2 July 2020| | 3 min read
Planned bridge closures to encourage healthier ways to get around and safer streets in neighbourhoods
Further measures to improve road safety in local neighbourhoods are being put in place by Newcastle City Council.
A series of bridges in local areas that have been identified as being used by higher levels of traffic than is appropriate, will be closed to traffic to meet the rising demand for better walking and cycling facilities in residential areas.
Five bridges have initially been identified, as part of a rolling programme of improvements for local areas, which include reducing traffic levels in neighbourhoods, social distancing measures in local shopping areas and developing safe routes for children to walk and cycle to schools.
The bridges include:
Salters Bridge, Parklands ward
Castle Farm Road, Dene and South Gosforth
Haldane Bridge, South Jesmond
Argyle Street Bridge, Ouseburn
Stoneyhurst Bridge, Dene and South Gosforth
All the bridges are key routes for people walking or cycling to local schools or amenities but suffer from high levels of traffic cutting through residential streets rather than using more appropriate routes.
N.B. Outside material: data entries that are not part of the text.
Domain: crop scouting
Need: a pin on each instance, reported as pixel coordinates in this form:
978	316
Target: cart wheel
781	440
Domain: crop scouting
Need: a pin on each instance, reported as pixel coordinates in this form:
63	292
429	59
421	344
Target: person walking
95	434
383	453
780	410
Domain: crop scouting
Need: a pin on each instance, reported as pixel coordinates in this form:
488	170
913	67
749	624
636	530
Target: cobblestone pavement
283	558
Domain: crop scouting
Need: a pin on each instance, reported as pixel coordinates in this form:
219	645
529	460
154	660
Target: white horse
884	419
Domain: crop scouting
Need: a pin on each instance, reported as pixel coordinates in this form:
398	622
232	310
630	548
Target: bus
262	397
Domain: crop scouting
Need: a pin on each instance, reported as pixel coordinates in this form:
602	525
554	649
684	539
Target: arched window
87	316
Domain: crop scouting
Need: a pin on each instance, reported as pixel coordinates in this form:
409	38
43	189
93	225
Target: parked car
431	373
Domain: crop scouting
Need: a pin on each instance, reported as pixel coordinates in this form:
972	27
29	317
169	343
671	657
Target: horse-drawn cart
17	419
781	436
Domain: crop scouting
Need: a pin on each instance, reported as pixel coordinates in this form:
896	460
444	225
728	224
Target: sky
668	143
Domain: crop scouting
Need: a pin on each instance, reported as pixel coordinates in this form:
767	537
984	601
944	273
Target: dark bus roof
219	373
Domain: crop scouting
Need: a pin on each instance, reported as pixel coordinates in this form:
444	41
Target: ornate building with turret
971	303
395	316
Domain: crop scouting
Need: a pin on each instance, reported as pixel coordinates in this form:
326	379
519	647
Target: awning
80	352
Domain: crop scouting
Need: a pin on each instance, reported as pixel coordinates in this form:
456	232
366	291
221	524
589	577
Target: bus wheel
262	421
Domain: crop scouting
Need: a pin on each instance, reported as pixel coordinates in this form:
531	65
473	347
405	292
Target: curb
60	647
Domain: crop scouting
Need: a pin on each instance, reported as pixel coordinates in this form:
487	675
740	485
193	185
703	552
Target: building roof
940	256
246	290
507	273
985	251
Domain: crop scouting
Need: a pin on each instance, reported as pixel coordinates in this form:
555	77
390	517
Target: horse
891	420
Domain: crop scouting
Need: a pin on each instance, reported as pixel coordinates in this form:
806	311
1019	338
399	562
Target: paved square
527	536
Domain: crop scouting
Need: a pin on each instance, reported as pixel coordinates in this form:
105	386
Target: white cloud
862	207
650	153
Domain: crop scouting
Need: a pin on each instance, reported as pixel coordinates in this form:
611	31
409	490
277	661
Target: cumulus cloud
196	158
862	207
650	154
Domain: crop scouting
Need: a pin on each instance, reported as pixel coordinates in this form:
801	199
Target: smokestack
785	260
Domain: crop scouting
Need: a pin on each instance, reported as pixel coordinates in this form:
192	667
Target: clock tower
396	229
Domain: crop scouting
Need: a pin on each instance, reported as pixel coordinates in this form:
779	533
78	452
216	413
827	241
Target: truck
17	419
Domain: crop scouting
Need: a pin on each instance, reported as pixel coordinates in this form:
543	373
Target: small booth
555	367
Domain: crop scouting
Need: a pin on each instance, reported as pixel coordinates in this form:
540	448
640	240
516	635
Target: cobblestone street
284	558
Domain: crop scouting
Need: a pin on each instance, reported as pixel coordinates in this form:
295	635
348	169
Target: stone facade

The council want to reduce the levels of traffic in local residential areas and by closing off these routes, are acting to stop unnecessary traffic from driving through local streets.
Using Experimental Traffic Regulation Orders, the council has the legal powers to close the bridges by early August, which will ensure statutory consultees have time to consider the proposals. By using experimental legal orders, the council is indicating its intention to make these closures permanent, but a public consultation period will take place for the first six months after the closures are put in place. During this time, residents can leave feedback and comments on the closure, and these will be considered before a final decision is made on whether or not to make the changes permanent.
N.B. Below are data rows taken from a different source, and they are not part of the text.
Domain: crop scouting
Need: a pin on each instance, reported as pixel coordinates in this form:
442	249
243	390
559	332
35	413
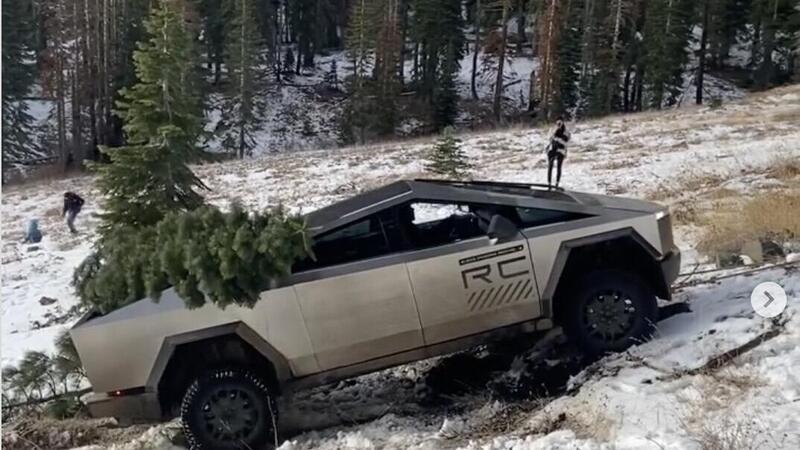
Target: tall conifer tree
163	119
244	101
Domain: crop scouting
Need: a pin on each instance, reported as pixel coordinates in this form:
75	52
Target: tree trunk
477	27
75	104
701	57
498	86
626	86
767	67
403	37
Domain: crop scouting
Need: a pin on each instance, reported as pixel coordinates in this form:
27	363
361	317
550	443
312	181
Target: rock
44	301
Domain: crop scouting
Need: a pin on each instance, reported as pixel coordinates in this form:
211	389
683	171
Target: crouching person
72	206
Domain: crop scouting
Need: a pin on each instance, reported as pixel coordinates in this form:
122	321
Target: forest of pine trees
404	58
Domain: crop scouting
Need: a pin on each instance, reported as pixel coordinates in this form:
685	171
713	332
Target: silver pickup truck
411	270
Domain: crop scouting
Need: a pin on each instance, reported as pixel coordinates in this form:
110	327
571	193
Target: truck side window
534	217
425	224
354	242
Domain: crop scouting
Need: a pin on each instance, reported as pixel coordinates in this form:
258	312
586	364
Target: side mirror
501	229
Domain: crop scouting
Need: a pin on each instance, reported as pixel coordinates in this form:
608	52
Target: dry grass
616	164
770	215
692	183
784	169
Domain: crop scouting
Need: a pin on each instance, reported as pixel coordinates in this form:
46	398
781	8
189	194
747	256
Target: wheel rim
609	315
229	415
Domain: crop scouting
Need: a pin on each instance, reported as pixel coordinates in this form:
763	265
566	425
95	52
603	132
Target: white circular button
768	299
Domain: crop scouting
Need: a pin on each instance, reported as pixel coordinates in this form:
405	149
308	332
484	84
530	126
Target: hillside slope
621	403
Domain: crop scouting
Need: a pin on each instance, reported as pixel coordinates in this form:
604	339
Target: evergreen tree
244	102
568	61
439	28
213	17
205	254
361	40
446	157
304	18
18	76
605	87
163	119
667	33
386	84
550	25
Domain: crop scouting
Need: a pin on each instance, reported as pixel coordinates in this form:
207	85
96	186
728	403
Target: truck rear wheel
608	311
227	409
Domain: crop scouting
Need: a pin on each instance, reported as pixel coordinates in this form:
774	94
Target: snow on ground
623	405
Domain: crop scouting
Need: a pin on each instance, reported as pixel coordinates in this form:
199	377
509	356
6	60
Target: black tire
228	409
608	311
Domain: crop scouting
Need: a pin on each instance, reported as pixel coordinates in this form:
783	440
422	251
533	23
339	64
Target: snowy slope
635	155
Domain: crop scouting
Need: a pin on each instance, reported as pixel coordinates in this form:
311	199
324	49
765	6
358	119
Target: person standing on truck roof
557	150
72	206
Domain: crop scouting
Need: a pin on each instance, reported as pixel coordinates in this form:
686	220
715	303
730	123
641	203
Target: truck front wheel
228	409
609	310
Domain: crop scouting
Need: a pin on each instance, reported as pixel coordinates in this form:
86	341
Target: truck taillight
665	230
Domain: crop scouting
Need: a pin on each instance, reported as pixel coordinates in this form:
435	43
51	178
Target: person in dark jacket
32	233
72	206
557	150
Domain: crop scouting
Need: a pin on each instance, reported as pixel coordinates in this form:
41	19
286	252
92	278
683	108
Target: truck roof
464	191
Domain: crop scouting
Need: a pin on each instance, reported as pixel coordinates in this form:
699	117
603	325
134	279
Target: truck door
466	283
356	298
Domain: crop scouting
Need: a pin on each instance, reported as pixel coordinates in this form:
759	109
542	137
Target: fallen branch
717	361
756	268
39	401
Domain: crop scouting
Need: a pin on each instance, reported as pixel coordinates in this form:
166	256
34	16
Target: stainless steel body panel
343	320
467	292
119	350
545	242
Cllr Arlene Ainsley, cabinet member for transport and air quality said: “Keeping our communities safe and encouraging greener, cleaner and safer ways of travel in local neighbourhoods is the focus of this programme of work.
“I am delighted by the public’s increased appetite for walking and cycling opportunities and this first package of measures will allow a small investment to have big improvements. By closing these small bridges to vehicles, we can ensure that people can enjoy their neighbourhoods more and feel safer getting around by walking or on their bikes.
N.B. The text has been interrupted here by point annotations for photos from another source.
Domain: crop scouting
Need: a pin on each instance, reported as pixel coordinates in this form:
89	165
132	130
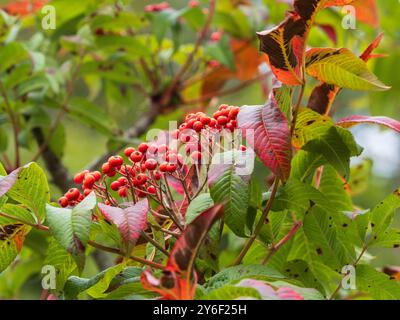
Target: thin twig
260	223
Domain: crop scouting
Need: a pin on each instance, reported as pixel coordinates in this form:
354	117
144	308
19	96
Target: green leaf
71	227
378	285
62	261
235	273
231	190
198	205
12	54
95	286
382	215
232	293
92	115
337	146
342	68
11	240
31	189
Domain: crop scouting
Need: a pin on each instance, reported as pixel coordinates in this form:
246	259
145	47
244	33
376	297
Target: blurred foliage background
79	143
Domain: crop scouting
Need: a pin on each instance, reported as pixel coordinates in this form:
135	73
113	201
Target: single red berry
164	166
205	120
162	148
89	181
171	167
216	36
123	192
141	178
115	161
196	156
115	186
151	189
72	194
136	156
143	147
107	168
157	175
222	120
233	113
78	179
63	201
87	191
96	175
129	151
198	126
151	164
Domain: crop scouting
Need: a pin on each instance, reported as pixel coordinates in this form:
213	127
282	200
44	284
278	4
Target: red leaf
367	54
355	120
179	280
131	221
267	131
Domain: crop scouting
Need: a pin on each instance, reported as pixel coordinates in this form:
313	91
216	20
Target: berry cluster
139	173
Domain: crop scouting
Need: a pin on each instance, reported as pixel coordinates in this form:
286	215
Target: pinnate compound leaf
355	120
131	221
29	187
340	67
267	131
234	192
71	227
12	237
179	279
322	97
337	146
377	284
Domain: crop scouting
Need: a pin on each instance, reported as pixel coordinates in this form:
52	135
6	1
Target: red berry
171	167
157	175
129	151
96	175
136	156
198	126
72	194
196	156
106	168
78	179
164	166
205	120
151	190
123	192
115	161
115	186
141	178
89	181
216	36
222	120
233	113
87	191
162	148
63	201
143	147
151	164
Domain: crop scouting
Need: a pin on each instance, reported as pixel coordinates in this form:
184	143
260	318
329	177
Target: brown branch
14	122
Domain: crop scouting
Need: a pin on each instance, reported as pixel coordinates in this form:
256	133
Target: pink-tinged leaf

“Although these schemes were developed to aid social distancing, they also form part of our wider ambitions to ensure a safer, greener, cleaner transport network across the city – and safer neighbourhoods that are not choked by traffic and pollution.”
Salters Bridge was closed for two-years in July 2017 in a bid to stop significant diversions and to ease congestion during the £13.5 million revamp of Killingworth Road. The closure was made as a temporary change relating to the roadworks, with the council indicating that a long-term decision would be made at a later date. Since the bridge re-opened, the council has had to issue warnings to drivers of HGVs and other large vehicles for ignoring weight restrictions on a 3.5 tonne, Grade 1 listed mediaeval bridge. Tens of thousands of vehicles were also clocked speeding in the area.
In Jesmond, several changes have been made in the Brandling Village area to help facilitate increasing numbers of people and cycling, as well as to alleviate some of the issues associated with school traffic in the area. Feedback on these changes from residents has been acted upon, with new measures being installed from this week, including changes to footways to help people recognise park entrances on Brandling Park, some resurfacing to help highlight locations where people on bikes will be crossing junctions and also additional signage and new road markings. These improvements will facilitate the closure to Haldane Bridge, which has been the subject of a petition received by the council last year.
Many of the bridges have been the subject to local campaigning to close them to vehicles and while some residents may want access to remain open, the council believes there will also be high levels of support within local communities.
By using experimental legal orders, it enables people the opportunity to experience the changes for several months before deciding their views.
Statutory consultation will begin in the next few days, and legal orders drafted, with the closures in place from early August. The council will then install large temporary cylinders or other suitable items will be in place to stop vehicles passing. The formal public consultation will then start, and the council will publicise how the public can take part.
As well as reducing traffic in local neighbourhoods, in the coming weeks and months, the council will be looking at making further changes to the city-wide transport system including improving bus priority on key routes and reducing traffic and ensuring all roads are 20mph speed limits around schools.